A product-based illegal pyramid is much harder to spot, and there is not one single train wreck at the end. Instead there is a fractal pattern of ongoing failure, and mostly people who are embarrassed to admit failure, and would sooner forget than complain. But the industry stats are that 9 out of 10 people fail, so these small investments are hugely rewarding for those at the top. Companies base their business model on this predictable failure, and deceitful presentations combined with lack of disclosure allow this go on for a long time. Indicators of problems include up-front payments, or ongoing "maintenance" fees, renewal fees, etc., and also wildly overpriced products, where the padding of the price fuels the money game. It's like the selling of shovels in the gold rush. In other words, believe in the opportunity, but pay me cash up front - there's gold in them thar hills! The fact that the failure is so dispersed, and not a single train wreck at the end, makes it harder to spot.

The facts are that many people fail, which would be no problem if it did not cost them money. It's the combination of deceit and financial damage which correctly invites regulation. The failures of prior attempts are evident. Will anything change this time?


It's the fractal nature of failure that makes bad MLMs so hard to spot for the uneducated lay person who is trying to make a business decision.
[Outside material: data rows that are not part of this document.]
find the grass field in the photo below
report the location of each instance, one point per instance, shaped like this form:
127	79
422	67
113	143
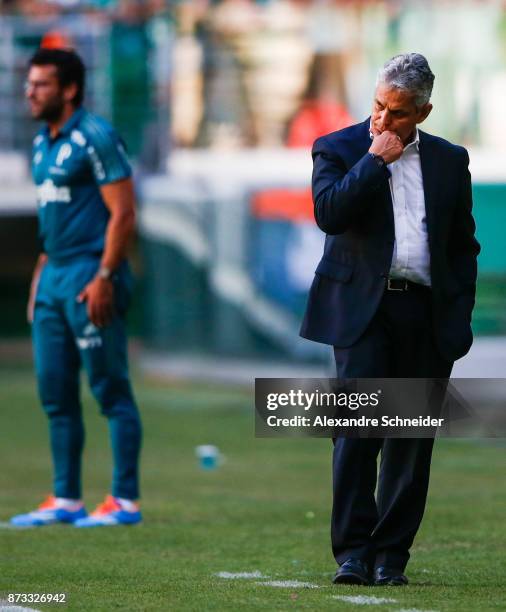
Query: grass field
250	515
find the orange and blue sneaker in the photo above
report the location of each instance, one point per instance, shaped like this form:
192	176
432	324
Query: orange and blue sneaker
52	510
112	511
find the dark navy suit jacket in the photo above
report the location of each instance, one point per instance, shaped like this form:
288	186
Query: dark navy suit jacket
353	206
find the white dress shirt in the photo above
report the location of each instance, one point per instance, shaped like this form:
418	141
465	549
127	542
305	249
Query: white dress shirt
411	256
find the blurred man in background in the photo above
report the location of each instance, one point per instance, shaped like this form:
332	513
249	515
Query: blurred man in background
80	289
394	294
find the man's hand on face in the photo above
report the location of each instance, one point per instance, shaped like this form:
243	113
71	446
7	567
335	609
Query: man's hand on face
387	145
99	295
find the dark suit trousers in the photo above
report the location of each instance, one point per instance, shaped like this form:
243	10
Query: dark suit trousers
398	343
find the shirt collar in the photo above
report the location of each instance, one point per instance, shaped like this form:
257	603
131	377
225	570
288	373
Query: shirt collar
70	124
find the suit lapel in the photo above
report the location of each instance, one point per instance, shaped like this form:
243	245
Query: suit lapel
428	161
365	143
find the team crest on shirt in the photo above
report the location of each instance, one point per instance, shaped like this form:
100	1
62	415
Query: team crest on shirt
64	153
78	137
49	192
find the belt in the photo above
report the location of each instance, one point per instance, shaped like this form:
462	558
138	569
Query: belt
403	284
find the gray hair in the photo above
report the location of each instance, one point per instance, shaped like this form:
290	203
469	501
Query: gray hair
409	72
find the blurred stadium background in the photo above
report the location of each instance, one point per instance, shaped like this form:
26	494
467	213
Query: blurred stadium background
219	103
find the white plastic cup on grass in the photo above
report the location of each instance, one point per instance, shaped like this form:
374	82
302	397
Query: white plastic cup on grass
208	456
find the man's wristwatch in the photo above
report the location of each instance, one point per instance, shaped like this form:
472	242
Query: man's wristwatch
378	159
104	273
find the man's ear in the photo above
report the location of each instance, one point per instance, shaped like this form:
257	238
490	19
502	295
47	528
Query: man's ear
424	112
69	92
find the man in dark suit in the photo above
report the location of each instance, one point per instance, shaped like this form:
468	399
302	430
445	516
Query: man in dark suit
393	294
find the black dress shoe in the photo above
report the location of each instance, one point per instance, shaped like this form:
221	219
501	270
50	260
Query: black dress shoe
389	576
352	571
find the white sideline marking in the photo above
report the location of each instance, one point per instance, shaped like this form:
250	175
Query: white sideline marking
289	584
365	600
236	576
7	525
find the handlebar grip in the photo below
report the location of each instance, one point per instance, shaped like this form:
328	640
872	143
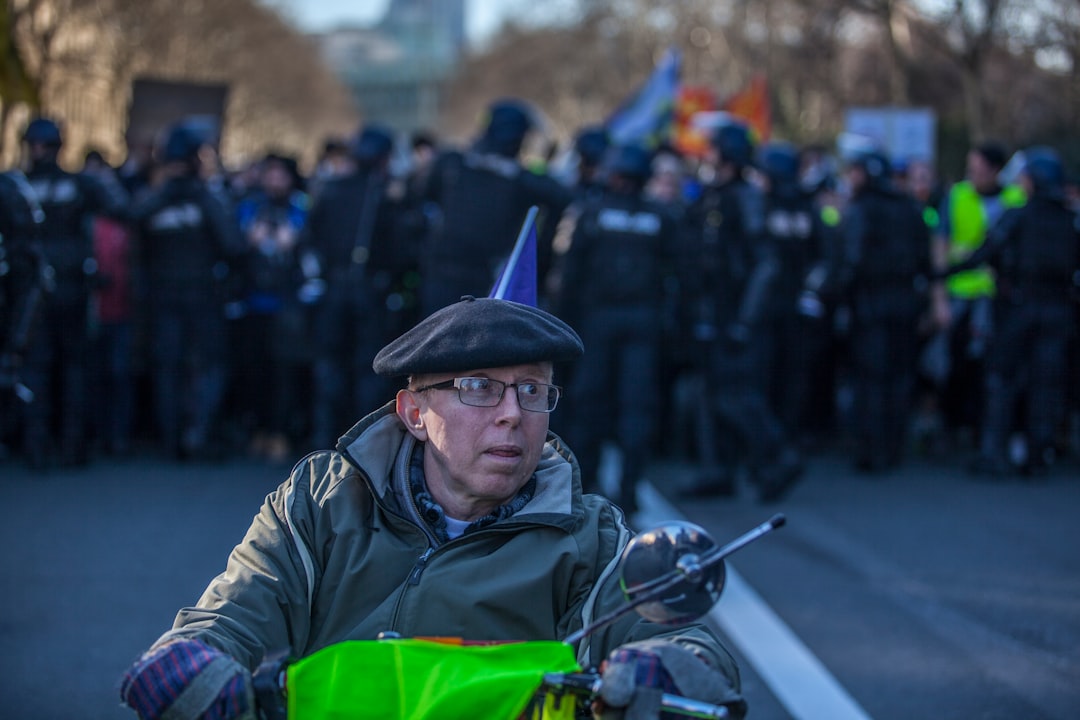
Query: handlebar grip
589	684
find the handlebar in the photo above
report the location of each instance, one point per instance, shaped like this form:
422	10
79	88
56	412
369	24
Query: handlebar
589	684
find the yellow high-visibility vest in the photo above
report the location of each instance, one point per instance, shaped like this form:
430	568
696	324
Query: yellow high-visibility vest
968	226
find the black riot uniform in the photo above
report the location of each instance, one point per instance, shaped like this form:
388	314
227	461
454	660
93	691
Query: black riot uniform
186	241
484	195
728	272
615	274
885	270
1036	253
794	228
22	289
351	229
57	358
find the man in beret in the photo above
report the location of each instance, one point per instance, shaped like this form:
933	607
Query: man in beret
451	511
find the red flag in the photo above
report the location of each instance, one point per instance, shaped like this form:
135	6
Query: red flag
752	105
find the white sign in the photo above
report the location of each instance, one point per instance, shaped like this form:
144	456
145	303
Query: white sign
905	134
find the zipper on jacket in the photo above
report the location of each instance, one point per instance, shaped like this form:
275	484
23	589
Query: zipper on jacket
414	578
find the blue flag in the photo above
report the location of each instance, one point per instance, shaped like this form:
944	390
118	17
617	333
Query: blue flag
517	281
648	117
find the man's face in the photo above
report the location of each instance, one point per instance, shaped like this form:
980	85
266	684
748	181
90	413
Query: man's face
476	458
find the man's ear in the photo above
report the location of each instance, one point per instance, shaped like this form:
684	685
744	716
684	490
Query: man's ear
408	411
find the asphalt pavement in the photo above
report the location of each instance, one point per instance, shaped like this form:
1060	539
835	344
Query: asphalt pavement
919	594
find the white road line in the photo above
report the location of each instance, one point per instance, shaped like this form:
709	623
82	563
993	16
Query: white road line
801	683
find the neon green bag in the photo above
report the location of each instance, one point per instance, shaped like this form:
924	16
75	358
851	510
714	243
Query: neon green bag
413	679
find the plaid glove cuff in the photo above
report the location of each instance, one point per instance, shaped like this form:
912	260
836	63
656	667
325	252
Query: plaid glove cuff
188	679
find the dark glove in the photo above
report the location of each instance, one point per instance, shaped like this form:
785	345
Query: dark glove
637	675
188	679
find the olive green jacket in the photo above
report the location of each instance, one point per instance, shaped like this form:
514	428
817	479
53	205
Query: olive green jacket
338	553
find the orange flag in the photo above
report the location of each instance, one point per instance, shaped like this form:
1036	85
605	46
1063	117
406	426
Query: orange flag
752	105
690	139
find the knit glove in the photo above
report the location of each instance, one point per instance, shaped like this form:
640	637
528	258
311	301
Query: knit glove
637	675
188	680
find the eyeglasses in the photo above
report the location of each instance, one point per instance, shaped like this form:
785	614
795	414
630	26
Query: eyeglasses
485	392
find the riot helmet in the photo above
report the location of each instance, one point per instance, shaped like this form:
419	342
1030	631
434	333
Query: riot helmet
373	145
180	145
591	145
863	153
733	143
508	122
781	164
633	163
43	131
1045	172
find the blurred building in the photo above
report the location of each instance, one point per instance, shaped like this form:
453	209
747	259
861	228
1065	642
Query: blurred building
397	68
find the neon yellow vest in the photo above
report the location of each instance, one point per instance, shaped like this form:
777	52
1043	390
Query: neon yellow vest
968	227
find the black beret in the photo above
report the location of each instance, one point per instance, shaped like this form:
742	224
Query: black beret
478	333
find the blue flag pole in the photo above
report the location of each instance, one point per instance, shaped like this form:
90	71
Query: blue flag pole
518	279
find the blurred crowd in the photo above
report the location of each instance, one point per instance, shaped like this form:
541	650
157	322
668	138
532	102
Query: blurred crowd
741	309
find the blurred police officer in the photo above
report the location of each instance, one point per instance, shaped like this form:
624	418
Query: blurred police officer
187	239
969	209
885	269
22	288
1036	253
58	354
795	229
484	194
616	273
729	271
591	146
351	230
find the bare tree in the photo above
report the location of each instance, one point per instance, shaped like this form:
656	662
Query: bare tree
83	55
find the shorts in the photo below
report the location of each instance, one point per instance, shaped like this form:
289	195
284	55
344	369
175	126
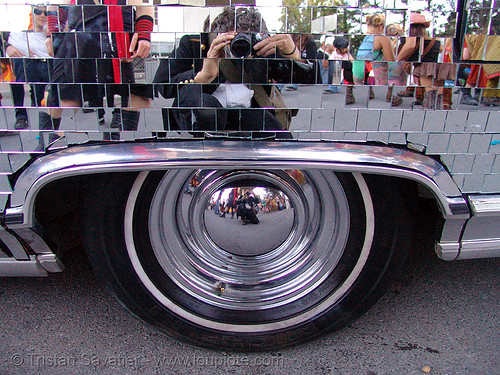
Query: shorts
85	61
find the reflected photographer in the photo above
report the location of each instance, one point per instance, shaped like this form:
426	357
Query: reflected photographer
230	86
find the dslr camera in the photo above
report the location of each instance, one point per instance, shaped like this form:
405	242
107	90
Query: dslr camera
242	44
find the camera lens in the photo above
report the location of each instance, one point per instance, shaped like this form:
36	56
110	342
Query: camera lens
241	45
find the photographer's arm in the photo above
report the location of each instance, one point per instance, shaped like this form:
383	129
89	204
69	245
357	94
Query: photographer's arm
210	69
282	43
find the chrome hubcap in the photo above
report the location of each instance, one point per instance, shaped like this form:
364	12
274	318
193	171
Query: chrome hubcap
303	226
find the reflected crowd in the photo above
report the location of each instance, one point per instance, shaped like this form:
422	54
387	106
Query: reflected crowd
246	204
239	68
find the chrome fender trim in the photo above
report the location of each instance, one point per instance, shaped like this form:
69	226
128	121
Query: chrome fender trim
139	156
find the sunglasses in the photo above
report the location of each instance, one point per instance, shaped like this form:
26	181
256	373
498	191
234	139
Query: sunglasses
39	11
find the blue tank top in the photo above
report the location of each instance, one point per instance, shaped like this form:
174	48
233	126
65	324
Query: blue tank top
365	50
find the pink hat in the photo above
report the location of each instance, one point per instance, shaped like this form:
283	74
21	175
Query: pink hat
417	18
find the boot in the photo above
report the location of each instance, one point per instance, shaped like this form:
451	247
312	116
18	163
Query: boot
394	100
130	120
100	116
116	119
419	95
439	102
430	99
407	93
447	93
47	123
349	95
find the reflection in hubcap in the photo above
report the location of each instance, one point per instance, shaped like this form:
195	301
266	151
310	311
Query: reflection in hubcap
249	220
290	233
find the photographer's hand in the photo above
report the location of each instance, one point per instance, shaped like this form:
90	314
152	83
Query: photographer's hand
279	42
210	69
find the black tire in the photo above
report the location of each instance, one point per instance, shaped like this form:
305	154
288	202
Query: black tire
370	244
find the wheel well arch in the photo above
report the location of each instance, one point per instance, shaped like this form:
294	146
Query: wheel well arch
58	205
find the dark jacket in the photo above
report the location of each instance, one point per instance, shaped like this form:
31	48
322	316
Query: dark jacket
187	60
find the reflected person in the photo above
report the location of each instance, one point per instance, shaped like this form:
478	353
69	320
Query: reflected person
203	88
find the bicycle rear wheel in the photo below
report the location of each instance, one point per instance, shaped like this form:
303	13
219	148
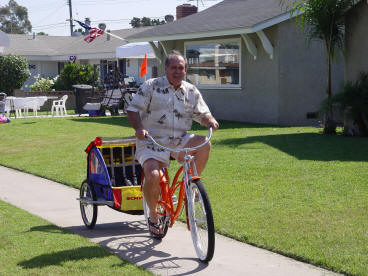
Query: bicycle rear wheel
127	98
88	211
201	221
164	219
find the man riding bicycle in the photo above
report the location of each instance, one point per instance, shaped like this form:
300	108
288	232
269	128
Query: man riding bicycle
165	108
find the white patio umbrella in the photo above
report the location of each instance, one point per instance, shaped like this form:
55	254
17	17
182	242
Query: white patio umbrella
4	41
135	50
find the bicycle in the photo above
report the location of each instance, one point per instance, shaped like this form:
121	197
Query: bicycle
186	192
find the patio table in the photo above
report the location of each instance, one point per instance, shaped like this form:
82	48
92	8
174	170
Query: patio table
17	104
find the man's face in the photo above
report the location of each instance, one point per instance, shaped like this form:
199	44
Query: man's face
176	71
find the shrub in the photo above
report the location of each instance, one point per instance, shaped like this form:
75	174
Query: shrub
42	84
75	73
353	102
13	73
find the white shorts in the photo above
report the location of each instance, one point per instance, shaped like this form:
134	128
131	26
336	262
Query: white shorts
146	150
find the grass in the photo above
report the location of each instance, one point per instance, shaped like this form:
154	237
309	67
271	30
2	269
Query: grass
32	246
291	190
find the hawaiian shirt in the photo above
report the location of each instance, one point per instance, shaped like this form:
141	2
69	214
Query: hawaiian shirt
166	113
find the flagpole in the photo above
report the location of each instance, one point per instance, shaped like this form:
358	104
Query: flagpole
113	35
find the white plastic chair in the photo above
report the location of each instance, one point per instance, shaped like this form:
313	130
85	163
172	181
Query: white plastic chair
59	106
2	103
31	105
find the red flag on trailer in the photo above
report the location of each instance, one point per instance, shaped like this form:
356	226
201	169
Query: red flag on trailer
144	66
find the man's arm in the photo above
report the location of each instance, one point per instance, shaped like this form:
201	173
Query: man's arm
135	120
209	121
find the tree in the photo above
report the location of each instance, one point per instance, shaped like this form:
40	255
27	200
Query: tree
14	19
13	73
145	21
323	20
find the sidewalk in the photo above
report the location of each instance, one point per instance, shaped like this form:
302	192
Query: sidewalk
127	237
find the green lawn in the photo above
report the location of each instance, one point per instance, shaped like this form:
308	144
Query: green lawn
291	190
32	246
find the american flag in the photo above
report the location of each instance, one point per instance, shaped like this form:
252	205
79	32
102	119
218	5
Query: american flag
93	32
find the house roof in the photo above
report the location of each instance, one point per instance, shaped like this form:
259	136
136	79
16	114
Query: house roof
58	47
225	18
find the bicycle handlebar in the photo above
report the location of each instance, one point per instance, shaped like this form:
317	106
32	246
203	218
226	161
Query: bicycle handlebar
183	149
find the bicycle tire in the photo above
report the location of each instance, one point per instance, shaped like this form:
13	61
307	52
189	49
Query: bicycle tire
88	211
127	98
163	219
201	221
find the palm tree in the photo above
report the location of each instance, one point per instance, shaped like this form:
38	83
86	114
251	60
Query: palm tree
323	20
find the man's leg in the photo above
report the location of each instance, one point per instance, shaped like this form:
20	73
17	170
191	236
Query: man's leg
200	155
151	187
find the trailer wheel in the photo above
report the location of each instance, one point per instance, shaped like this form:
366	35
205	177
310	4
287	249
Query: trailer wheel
88	210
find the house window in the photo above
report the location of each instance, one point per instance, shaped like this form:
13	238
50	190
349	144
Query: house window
213	64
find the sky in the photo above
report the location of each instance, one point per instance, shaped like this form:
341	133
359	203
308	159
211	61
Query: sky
52	16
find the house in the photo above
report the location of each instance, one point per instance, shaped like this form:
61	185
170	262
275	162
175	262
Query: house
356	41
47	55
250	61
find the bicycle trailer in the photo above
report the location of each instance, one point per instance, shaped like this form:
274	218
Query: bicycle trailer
113	178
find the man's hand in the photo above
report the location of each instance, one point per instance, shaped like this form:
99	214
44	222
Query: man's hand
209	121
135	120
141	133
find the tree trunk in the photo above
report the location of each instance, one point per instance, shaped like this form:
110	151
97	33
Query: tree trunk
330	124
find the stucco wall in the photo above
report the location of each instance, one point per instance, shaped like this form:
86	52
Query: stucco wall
303	75
256	100
281	90
356	40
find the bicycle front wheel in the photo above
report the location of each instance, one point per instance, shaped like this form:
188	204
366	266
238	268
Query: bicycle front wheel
201	221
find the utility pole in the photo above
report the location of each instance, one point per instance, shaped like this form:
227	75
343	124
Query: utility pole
71	17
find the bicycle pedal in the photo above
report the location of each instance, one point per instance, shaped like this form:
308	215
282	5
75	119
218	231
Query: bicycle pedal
175	200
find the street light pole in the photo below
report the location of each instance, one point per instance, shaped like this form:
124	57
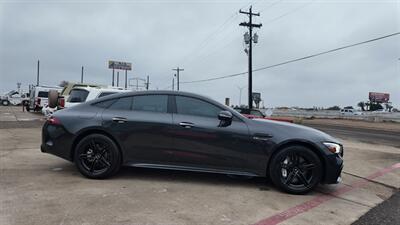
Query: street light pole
250	40
240	94
82	75
37	75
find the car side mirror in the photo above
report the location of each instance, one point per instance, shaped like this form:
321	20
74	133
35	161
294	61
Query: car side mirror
225	118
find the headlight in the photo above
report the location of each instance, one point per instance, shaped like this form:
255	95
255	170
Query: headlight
333	147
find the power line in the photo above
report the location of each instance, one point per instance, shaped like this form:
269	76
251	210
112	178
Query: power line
213	35
295	60
291	11
270	6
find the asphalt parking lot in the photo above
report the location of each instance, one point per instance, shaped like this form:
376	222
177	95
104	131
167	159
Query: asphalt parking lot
37	188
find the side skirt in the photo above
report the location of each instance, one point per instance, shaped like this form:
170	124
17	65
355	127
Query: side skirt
189	168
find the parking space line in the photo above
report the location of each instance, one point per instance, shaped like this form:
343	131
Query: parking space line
305	206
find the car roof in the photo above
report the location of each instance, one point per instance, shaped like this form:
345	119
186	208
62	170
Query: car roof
100	89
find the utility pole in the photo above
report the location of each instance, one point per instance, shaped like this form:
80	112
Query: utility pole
147	83
82	75
37	75
117	78
126	79
113	78
249	39
177	76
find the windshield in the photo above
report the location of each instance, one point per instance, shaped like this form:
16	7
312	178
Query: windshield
43	94
77	95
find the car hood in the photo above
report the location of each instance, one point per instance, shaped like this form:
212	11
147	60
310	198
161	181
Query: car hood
284	131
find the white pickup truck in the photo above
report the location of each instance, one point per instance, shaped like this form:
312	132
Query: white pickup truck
14	98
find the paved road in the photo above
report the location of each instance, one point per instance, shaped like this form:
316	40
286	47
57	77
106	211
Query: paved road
366	135
387	213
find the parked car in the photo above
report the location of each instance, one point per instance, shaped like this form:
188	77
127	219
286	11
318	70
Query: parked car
14	97
70	85
258	114
79	95
184	131
39	96
350	112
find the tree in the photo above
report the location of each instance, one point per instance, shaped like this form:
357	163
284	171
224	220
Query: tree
361	105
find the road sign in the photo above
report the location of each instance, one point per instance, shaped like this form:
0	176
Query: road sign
119	65
256	97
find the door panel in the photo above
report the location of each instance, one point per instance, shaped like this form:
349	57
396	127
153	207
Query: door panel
204	143
144	136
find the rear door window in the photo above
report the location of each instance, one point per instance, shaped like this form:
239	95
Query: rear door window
43	94
105	94
150	103
78	95
122	104
196	107
256	113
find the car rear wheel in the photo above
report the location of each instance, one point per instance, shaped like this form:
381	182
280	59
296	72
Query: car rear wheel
97	156
296	169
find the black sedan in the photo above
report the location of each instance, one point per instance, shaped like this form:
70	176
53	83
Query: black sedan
184	131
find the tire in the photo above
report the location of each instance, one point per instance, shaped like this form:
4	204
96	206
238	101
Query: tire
97	157
5	103
53	98
295	169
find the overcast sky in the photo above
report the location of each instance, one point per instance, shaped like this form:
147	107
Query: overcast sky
204	38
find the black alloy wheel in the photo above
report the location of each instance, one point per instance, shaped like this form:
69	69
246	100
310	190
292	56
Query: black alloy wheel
296	169
97	156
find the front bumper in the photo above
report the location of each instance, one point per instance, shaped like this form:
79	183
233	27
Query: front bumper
333	169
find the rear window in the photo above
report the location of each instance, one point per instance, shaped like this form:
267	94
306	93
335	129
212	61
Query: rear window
256	113
78	95
122	104
106	93
43	94
150	103
104	104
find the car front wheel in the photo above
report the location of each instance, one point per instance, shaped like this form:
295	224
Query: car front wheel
296	169
97	156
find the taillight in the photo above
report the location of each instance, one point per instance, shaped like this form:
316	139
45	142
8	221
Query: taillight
54	121
61	102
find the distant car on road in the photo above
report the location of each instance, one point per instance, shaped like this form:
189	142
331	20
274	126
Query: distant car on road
184	131
258	114
80	95
14	97
39	96
350	112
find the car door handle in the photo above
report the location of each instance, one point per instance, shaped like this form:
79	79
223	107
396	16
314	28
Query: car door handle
186	124
119	119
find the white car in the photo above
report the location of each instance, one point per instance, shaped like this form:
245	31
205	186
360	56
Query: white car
350	112
79	95
39	96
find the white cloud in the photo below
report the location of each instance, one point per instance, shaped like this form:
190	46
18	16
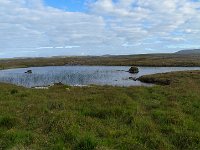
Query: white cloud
116	27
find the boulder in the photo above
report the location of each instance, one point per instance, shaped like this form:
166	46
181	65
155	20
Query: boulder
29	71
133	70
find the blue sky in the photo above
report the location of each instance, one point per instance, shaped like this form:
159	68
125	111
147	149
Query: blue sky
68	5
97	27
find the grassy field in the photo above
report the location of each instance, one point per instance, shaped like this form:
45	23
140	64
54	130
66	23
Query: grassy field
131	60
103	117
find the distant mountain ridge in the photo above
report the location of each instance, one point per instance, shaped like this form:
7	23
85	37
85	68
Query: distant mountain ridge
193	51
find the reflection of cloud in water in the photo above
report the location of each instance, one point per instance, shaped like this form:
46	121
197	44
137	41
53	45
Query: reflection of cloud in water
81	75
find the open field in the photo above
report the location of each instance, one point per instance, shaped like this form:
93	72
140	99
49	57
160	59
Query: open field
104	117
129	60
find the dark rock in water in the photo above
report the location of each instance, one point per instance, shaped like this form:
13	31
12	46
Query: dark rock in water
59	83
133	70
29	71
133	78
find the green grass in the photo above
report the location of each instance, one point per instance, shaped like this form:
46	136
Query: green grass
103	117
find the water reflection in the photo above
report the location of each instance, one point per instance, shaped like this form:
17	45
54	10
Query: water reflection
81	75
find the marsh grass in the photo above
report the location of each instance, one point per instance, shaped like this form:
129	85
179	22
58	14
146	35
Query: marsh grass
103	117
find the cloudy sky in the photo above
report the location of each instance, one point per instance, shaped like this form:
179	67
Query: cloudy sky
97	27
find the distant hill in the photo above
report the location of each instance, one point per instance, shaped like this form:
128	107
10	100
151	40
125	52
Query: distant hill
194	51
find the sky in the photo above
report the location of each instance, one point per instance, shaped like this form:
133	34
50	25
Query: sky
43	28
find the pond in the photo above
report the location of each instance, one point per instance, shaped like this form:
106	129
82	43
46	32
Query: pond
81	75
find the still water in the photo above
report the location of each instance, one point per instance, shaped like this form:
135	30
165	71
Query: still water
81	75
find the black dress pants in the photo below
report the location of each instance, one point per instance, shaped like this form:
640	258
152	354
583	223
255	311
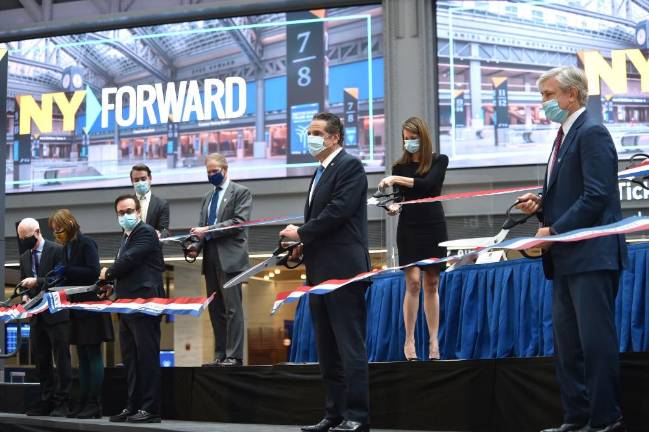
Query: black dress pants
139	338
340	320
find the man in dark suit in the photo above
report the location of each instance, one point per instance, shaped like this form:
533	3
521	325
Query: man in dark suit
137	273
154	210
581	190
50	333
334	237
225	254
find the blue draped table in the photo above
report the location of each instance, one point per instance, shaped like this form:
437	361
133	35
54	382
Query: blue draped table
486	311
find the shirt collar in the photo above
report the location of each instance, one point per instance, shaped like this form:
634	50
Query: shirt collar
567	124
328	159
146	196
224	185
41	243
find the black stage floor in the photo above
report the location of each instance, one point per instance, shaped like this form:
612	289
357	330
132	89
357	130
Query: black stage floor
19	422
498	395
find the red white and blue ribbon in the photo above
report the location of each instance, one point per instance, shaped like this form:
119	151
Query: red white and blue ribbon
194	306
624	226
57	301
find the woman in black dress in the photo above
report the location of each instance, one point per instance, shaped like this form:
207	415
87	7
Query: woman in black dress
419	173
88	329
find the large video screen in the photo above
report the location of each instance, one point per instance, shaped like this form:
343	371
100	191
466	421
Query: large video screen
491	53
81	109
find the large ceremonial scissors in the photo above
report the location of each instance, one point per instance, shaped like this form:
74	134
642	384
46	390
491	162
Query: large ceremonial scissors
480	242
280	256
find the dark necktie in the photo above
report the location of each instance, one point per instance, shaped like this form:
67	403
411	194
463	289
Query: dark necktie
211	218
36	260
555	151
318	174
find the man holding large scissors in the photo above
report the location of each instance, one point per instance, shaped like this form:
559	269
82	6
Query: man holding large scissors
334	238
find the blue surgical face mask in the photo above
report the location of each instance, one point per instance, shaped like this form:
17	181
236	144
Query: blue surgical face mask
316	144
216	179
411	146
141	187
128	222
553	112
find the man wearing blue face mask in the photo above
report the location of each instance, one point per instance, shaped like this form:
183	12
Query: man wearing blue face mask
137	273
225	255
155	210
581	190
334	236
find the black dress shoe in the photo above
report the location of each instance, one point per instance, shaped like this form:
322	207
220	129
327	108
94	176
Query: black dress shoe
62	410
42	409
121	417
618	426
231	362
215	363
143	417
350	426
323	426
568	427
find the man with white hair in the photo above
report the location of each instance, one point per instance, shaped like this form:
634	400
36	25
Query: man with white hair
50	333
580	190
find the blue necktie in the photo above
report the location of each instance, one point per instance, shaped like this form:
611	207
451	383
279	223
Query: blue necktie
318	174
211	218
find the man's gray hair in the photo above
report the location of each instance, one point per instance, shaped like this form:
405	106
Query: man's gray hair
567	77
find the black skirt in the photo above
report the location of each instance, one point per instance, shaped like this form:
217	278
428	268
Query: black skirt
417	241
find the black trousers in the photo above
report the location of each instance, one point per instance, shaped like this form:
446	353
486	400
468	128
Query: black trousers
226	311
340	320
139	338
52	340
586	346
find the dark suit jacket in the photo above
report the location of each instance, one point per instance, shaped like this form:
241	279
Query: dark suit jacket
583	192
232	244
137	271
334	233
51	256
158	215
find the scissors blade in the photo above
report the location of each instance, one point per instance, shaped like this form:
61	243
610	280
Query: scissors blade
244	276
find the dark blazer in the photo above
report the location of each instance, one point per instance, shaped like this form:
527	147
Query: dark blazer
51	256
583	192
81	260
137	270
334	233
232	244
158	215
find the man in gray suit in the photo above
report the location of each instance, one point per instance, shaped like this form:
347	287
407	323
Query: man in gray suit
225	254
But there are tip offs. There are "good" pyramids and bad. General Motors, the government, and even Pershing Square are pyramidal in shape: I assure you that Bill Ackman makes more than his receptionist, and if she did not add more value than they pay her, she would not last. Illegal pyramids are based on fraud and deceit, and cause widespread financial damage. Once trouble starts, it tends to quickly get compounded, and an FTC investigation may trigger state AGs, or an SEC action, not to mention a rush for the exits by the representatives, distributors, customers, who look for a more stable venue. Once all these factors play together, rapid endings are not all that uncommon. The move from $80 to $50 could be slower than the move from $50 to $20, or even $10, or Bill Ackman's favorite: $0.

Disclosure: I have no positions in any stocks mentioned, and no plans to initiate any positions within the next 72 hours. I wrote this article myself, and it expresses my own opinions. I am not receiving compensation for it (other than from Seeking Alpha). I have no business relationship with any company whose stock is mentioned in this article.

Additional disclosure: I have had MLM experience, and currently still use some excellent products that are distributed through MLM. I also participate in a customer referral program with multi-level compensation.